Evolution of sexual harassment law

Workplace

In the United States, the Civil Rights Act of 1964 prohibits employment discrimination based on race, sex, color, national origin or religion.  was initially intended to only combat sexual harassment of women, but the prohibition of sex discrimination covers both men and women. This discrimination occurs when the sex of the worker is made as a condition of employment (i.e. all female waitpersons or male carpenters) or where this is a job requirement that does not mention sex but ends up preventing many more persons of one sex than the other from the job (such as height and weight limits). This act only applies to employers with 15 or more employees.

Barnes v. Train (1974) is commonly viewed as the first sexual harassment case in America, even though the term "sexual harassment" was not used. In 1976, Williams v. Saxbe established sexual harassment as a form of sex discrimination when sexual advances by a male supervisor towards a female employee, if proven, would be deemed an artificial barrier to employment placed before one gender and not another. In 1980 the Equal Employment Opportunity Commission (EEOC) issued regulations defining sexual harassment and stating it was a form of sex discrimination prohibited by the Civil Rights Act of 1964. In the 1986 case of Meritor Savings Bank v. Vinson, the Supreme Court first recognized "sexual harassment" as a violation of Title VII, established the standards for analyzing whether the conduct was welcome and levels of employer liability, and that speech or conduct in itself can create a "hostile environment". This case filed by Mechelle Vinson ruled that the sexual conduct between the subordinate and supervisor could not be deemed voluntary due to the hierarchical relationship between the two positions in the workplace. Following the ruling in Meritor Savings Bank v. Vinson, reported sexual harassment cases grew from 10 cases being registered by the EEOC per year before 1986 to 624 case being reported in the subsequent following year. This number of reported cases to the EEOC rose to 2,217 in 1990 and then 4,626 by 1995.

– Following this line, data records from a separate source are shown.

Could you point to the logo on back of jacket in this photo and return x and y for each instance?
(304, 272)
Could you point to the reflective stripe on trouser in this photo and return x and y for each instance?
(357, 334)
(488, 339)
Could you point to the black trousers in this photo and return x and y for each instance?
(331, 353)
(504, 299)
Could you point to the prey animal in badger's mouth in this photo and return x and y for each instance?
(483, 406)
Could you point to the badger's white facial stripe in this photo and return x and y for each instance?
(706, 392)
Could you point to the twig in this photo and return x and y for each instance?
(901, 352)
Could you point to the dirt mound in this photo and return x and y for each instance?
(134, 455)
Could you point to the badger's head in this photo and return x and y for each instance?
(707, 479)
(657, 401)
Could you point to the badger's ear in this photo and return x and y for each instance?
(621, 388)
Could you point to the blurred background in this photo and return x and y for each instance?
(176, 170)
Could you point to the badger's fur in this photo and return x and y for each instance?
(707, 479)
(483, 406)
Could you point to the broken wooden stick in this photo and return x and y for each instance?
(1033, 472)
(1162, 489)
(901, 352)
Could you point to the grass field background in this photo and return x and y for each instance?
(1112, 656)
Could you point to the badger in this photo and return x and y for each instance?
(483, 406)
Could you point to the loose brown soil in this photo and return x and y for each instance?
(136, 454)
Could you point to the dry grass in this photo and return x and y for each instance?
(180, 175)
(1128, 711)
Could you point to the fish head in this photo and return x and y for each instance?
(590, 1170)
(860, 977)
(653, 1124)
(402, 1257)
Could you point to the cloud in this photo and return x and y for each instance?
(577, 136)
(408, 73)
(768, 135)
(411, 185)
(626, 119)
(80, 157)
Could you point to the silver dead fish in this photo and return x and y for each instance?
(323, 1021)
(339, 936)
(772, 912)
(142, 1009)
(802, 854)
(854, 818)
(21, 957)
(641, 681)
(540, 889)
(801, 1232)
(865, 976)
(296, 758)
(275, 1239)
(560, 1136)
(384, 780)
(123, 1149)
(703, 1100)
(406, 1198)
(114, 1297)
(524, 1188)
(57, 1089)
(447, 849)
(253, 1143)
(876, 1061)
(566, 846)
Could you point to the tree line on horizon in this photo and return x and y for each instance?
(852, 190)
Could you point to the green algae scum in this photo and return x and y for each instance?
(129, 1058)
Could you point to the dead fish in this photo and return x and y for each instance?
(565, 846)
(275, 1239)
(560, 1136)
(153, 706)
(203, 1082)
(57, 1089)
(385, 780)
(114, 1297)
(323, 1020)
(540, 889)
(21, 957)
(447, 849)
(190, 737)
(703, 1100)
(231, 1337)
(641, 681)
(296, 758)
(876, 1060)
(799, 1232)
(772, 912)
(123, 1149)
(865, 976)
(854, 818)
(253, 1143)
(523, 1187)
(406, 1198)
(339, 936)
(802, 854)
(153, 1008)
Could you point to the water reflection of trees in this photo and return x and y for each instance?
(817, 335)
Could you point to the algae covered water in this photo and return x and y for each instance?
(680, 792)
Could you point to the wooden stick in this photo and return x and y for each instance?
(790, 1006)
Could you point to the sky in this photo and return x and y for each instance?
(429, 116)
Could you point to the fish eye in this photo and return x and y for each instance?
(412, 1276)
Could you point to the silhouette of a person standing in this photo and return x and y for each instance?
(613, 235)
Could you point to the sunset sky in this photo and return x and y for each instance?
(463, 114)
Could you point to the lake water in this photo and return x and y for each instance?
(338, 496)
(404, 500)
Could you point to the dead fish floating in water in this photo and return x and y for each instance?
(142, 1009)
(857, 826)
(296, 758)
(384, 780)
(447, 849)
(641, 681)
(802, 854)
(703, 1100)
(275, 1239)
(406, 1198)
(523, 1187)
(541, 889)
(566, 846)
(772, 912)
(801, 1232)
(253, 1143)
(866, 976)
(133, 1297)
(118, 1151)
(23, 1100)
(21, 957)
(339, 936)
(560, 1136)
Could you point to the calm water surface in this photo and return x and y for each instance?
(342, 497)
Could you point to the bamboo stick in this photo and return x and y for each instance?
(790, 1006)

The Civil Rights Act of 1991 added provisions to Title VII protections including expanding the rights of women to sue and collect compensatory and punitive damages for sexual discrimination or harassment, and the case of Ellison v. Brady (US Court of Appeals for the Ninth Circuit – 924 F.2d 872 (9th Cir. 1991)) resulted in rejecting the reasonable person standard in favor of the "reasonable woman standard" which allowed for cases to be analyzed from the perspective of the complainant and not the defendant. However, some legal scholars have argued this does not go far enough and that the reasonable person standard also needs to take intersectionality into account. Also in 1991, Jenson v. Eveleth Taconite Co. became the first sexual harassment case to be given class action status paving the way for others. Seven years later, in 1998, through that same case, new precedents were established that increased the limits on the "discovery" process in sexual harassment cases, that then allowed psychological injuries from the litigation process to be included in assessing damages awards. In the same year, the courts concluded in Faragher v. City of Boca Raton, Florida, and Burlington v. Ellerth, that employers are liable for harassment by their employees. Moreover, Oncale v. Sundowner Offshore Services set the precedent for same-sex harassment, and sexual harassment without motivation of "sexual desire", stating that any discrimination based on sex is actionable so long as it places the victim in an objectively disadvantageous working condition, regardless of the gender of either the victim, or the harasser.

In the 2006 case of Burlington Northern & Santa Fe Railway Co. v. White, the standard for retaliation against a sexual harassment complainant was revised to include any adverse employment decision or treatment that would be likely to dissuade a "reasonable worker" from making or supporting a charge of discrimination.

During 2007 alone, the U.S. Equal Employment Opportunity Commission and related state agencies received 12,510 new charges of sexual harassment on the job. In Astra USA v. Bildman, 914 N.E.2d 36 (Mass. 2009), applying New York's faithless servant doctrine, the court held that a company's employee who had engaged in financial misdeeds and sexual harassment must "forfeit all of his salary and bonuses for the period of disloyalty." The court held that this was the case even if the employee "otherwise performed valuable services", and that the employee was not entitled to recover restitution for the value of those other services.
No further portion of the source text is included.